De même convient-il d’espérer que les décisions et promesses en matière d’ouverture des archives ne se révèlent pas des effets d’annonce auxquels nous ont habitués Lionel Jospin (en 1997), François Hollande (en 2015), puis Emmanuel Macron (en 2019). Si l’on ajoute que l’Association des Historiens Contemporanéistes de l’Enseignement Supérieur et de la Recherche (AHCESR), l’Association des Archivistes de France (AAF) et celle de l’Association Josette et Maurice Audin ont déposé le 21 juin une demande d’abrogation de l’article 63 de l’Instruction générale interministérielle (1 300) sur la protection du secret de la défense nationale, on peut d’ores et déjà dire que les conditions d’écriture de l’histoire contemporaine sont en cours d’amélioration.

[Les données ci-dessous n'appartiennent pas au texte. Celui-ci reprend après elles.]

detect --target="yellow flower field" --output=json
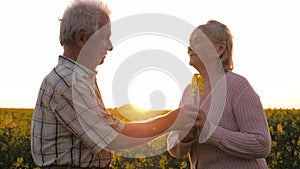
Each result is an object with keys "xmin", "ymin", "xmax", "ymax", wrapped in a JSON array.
[{"xmin": 0, "ymin": 108, "xmax": 299, "ymax": 169}]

Mais si les archives sur le Rwanda deviennent consultables, a-t-on besoin d’une commission ? Nommée en 2019 par l’Elysée à l’occasion de la commémoration du 25e anniversaire du génocide, la commission Duclert l’avait été pour bénéficier d’un pouvoir d’investigation dont étaient privés les chercheurs. Sa note d’étape intermédiaire rendue le 5 avril 2020 a déçu. Non seulement elle ne contenait selon Le Monde du 7 avril aucune révélation mais, selon l’association Survie qui milite pour une refonte de la politique étrangère de la France en Afrique, elle persiste à présenter comme positif le rôle de la France au Rwanda et « blanchit déjà discrètement les autorités françaises de certaines accusations ».

Commissions pour laisser « le temps au temps »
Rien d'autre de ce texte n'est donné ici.